The Great Chicago MLA Poetry Marathon of 2007

So, this happened Friday:

There it is: the great Chicago Poetry Marathon of '07, held during the Modern Language Association's annual calling together of the professorial tribes. During one of my darker moments in the process of organizing this shindig, I'd written to John Matthias, saying "the whole thing will be demeaning to all concened, I'm sure. I plan to fake a stroke in the first five minutes and be carried out by my minions so as to avoid the inevitable disaster." But my melodramatic acting chops were never called for: everything went off without a hitch. No bar mitzvah or charity fundraiser was in progress when we arrived; the booksellers didn't fall into turf wars at the tables, the caterers didn't drop an urn of steaming decaf onto the PA system, and despite Ray Bianchi and Garin Cycholl's threats, the Chicago poetry mafia decided not to deliver any kind of beat-down to the peace-loving Bay Area types. The guys who arrived with video cameras weren't a poetry-suspicious crew from Homeland Security monitoring us for future deportation to Gitmo, but archivists recording it all for the Chicago Public Libraries. Or so they said. And despite the snow, the crowd turned out in force. From my perch in one of the balconies (where I felt like Evita Peron) I estimated somewhere between two and three hundred people were there, which is, I think, a record. The readers showed up in force too, although Orlando Ricardo Menes was a no-show and Petra Kuppers was delayed (though she's since sent me a link to a video-version of the piece she was going to perform).

Some highlights for me included:

  • Joe Amato and Kass Fleisher delivering pieces written specifically for poetry readings like this. Joe's piece, a stuttering-sort of poem that worked the phrase "this next one is about..." around in different word-jazzy improvisations was a great way to begin the reading; while Kass' piece about the importance of content in writing, with its aggressive bit about "what do they want to reform anyway, except syntax?" drew roars of approval and disapproval in equal proportion.

  • Pierre Joris reading "This Afternoon Dante Will Be Expelled," a poem we published in Samizdat's Rothenberg-Joris issue a few years back.
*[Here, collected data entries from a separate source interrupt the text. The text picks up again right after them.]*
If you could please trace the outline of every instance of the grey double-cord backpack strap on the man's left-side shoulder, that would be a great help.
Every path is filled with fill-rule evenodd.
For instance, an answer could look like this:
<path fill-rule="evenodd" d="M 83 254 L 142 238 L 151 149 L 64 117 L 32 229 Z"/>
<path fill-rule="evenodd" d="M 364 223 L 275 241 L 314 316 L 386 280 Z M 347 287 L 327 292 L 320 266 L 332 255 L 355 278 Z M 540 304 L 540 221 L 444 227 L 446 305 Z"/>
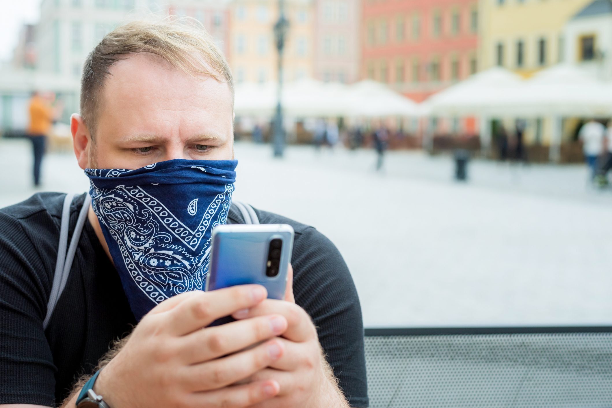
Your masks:
<path fill-rule="evenodd" d="M 62 223 L 59 230 L 59 246 L 58 246 L 58 259 L 55 262 L 55 273 L 53 275 L 53 286 L 51 287 L 51 294 L 49 295 L 49 302 L 47 303 L 47 316 L 43 321 L 43 328 L 47 329 L 53 310 L 58 304 L 59 297 L 64 291 L 68 276 L 70 275 L 70 268 L 72 268 L 72 261 L 75 258 L 76 247 L 83 231 L 85 220 L 87 219 L 87 212 L 89 210 L 89 202 L 91 197 L 85 196 L 83 207 L 76 220 L 75 231 L 70 239 L 70 246 L 68 245 L 68 232 L 70 228 L 70 205 L 74 194 L 67 194 L 64 199 L 64 207 L 62 208 Z"/>

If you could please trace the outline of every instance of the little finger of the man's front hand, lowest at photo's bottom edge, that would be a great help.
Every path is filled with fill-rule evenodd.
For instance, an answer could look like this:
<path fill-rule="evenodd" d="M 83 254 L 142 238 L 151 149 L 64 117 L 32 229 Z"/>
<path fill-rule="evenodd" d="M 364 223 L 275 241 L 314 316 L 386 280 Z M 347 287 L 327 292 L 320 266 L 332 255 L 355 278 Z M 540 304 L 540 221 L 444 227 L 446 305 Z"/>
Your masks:
<path fill-rule="evenodd" d="M 191 395 L 193 401 L 190 401 L 189 405 L 193 407 L 244 408 L 274 398 L 278 395 L 278 391 L 280 391 L 280 385 L 275 380 L 256 381 L 207 393 L 194 393 Z"/>

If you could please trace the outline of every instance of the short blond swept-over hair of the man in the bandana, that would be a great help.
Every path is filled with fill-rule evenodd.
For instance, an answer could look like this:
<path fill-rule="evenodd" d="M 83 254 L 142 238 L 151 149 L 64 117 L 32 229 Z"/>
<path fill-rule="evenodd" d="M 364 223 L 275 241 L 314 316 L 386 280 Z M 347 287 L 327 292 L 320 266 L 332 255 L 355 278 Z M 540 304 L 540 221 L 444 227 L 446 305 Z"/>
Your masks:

I meant to say tell him how happy this made me, but at exactly the moment he came near me through the crowd I (cold-ridden as I am) was trying too hard not to sneeze.

  • Barret Watten reading a piece written-through William Carlos Williams' poetry, which I'd heard some of a year ago in Tulsa. Can't wait to see this in book form.
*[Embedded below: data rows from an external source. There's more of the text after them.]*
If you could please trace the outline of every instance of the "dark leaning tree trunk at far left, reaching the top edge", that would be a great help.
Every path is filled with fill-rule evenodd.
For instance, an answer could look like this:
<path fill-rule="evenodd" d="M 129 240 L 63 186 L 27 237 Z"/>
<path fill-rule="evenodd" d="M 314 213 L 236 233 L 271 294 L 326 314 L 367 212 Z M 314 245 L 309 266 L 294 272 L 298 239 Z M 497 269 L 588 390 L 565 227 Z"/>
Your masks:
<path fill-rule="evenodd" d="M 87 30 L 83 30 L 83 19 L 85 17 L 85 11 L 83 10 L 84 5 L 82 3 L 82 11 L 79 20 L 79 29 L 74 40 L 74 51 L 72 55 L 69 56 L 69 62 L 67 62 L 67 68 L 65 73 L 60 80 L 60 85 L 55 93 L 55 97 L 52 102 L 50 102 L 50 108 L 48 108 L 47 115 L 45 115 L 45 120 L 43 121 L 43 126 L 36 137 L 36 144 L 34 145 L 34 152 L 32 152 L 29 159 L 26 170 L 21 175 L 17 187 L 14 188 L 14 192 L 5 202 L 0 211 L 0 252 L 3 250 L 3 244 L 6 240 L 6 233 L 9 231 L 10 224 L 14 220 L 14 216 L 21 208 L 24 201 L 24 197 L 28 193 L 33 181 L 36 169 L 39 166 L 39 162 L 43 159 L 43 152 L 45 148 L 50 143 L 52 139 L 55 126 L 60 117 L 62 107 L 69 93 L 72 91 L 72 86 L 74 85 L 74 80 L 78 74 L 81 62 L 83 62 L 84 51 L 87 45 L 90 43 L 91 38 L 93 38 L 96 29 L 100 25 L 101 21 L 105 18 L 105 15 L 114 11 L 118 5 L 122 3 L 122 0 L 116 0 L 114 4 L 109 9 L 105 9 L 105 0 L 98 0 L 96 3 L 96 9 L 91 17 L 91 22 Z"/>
  • Don Share reading a poem about his child as a "dependent now sitting in the chair where ambition once sat" (I'm paraphrasing). I saw looks of deep recognition on the faces of my colleagues Davis Schneiderman (a new parent) and Josh Corey (a parent soon-to-be).

  • Philip Metres not reading, exactly, but holding up a series of signs while music played -- surely a shout-out to Bob Dylan's "Subterranean Homesick Blues".

  • Simone Muench beginning her poem about horror movies with the line "Dear Leatherface..." (Simone really understands all this horror movie stuff, and I'm convinced it plays into the big theme of her latest book Orange Girl, which I really should review or blog about soon, given that I've taken probably 2,000 words worth of notes on its narrow margins).

  • Tim Yu, the final reader, letting me and Patrick Durgin have it for organizing the reading along alphabetical lines.

    When it was all over and time to clear out, I finally got to fulfill a fantasy I've had since I first saw The Blues Brothers back in the eighties: I was able to stand in front of a group of people and shout "you don't have to go home, but you can't stay here."

    UPDATE: Philip Metres now has a post up with notes on each of the readers. Ahoy!